The tough part about writing fiction is the constraint under which one finds oneself —everyone assumes that one has the freedom to play God, but the truth is that only God can get away with the outrageous stuff.
A Buddhist ex-marine recovering alcoholic producing one of the world’s rarest and most expensive wines when not doing his day job as a philanthropic stockbroker… as a hero this is going to be a tough sell in any genre. Then there are all those other rules: We know that unlikely people can sometimes rise to the occasion, but for only the right people with the right skills to be in the right place at the right time?.. that stretches credibility. In the real world “coincidence” should be considered a law of nature, while in literature you use it at your peril. Literary allusions flatter our intellect, and plagiarism irritates our moral sensibilities, but both are plain eerie if they crop up in real life. A shocking disregard for all these literary rules is your guarantee that the following tale is true.

A story this timeless almost demands that I say “Mammon, Healing, Faith, Law, Art, Charity and Compassion were on a pilgrimage in the mountains” but as it happened only a few weeks ago I dare say that you’d prefer a more contemporary approach: Our oxymoronic hero was trekking in the Nepalese hill country with a Jewish pediatrician from Brooklyn, a Presbyterian minister and his attorney wife, an artist, a Sherpa guide and a couple of Tibetan women- just a group of middle aged friends taking a mildly strenuous exotic holiday.

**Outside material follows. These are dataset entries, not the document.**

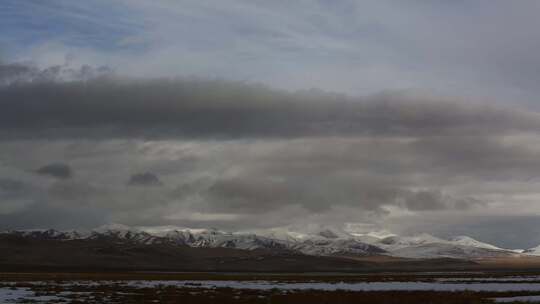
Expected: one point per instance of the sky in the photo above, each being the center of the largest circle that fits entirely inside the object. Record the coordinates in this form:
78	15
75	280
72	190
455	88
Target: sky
407	116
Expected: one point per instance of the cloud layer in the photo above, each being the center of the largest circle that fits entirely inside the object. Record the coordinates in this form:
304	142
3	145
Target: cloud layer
238	156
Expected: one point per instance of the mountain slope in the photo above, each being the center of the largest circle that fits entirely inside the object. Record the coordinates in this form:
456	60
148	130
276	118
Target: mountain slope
323	242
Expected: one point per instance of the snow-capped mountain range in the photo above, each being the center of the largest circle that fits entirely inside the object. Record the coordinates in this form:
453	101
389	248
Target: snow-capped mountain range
323	242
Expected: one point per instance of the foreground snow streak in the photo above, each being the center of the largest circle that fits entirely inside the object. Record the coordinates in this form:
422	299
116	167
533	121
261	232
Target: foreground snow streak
452	290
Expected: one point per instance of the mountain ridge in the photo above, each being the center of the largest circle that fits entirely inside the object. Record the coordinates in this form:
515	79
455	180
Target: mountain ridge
325	242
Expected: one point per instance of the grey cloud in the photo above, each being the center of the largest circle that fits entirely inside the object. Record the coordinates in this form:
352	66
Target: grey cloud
108	106
57	170
144	179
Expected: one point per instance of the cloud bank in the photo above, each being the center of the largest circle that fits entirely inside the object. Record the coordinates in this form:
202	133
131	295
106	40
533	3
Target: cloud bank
237	156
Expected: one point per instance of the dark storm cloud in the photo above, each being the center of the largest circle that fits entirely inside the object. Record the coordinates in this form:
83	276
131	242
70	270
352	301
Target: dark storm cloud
57	170
106	106
144	179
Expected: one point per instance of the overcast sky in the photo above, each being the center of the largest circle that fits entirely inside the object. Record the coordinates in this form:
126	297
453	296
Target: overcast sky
409	116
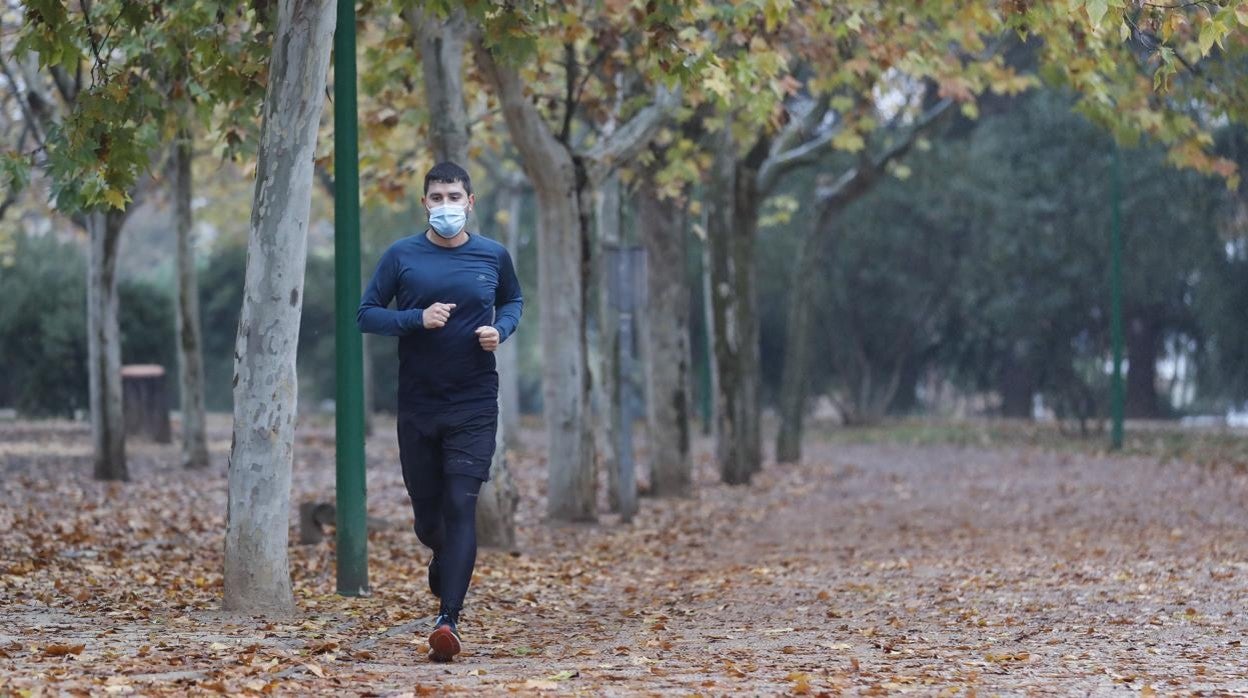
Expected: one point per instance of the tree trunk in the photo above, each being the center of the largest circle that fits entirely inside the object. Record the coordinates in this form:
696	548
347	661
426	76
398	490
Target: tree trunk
190	357
734	205
563	222
1143	345
496	506
605	390
104	346
667	342
266	391
1017	382
442	50
508	353
811	256
564	371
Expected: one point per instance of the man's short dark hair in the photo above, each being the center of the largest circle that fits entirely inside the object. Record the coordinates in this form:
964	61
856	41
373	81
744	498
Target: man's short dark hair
448	172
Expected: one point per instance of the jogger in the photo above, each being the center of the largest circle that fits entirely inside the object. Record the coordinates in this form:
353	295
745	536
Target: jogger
457	299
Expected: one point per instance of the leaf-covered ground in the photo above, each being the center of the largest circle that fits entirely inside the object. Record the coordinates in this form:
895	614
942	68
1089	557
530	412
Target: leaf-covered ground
872	568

The region around Everest is a land without roads so everything must be carried in baskets, about which one soon gets blasé, making it hard to say what was special about the particular basket we passed on the fourth day of the trek. Whatever the attraction it was sufficiently strong to pull our unlikely stockbroker some 20 feet off the trail to investigate. As soon as he reached it he realized that it was actually identical to every other Nepalese porter’s basket, but whether it was a trick of the light, or something more mysterious that brought him to this spot is immaterial- the scene was now set.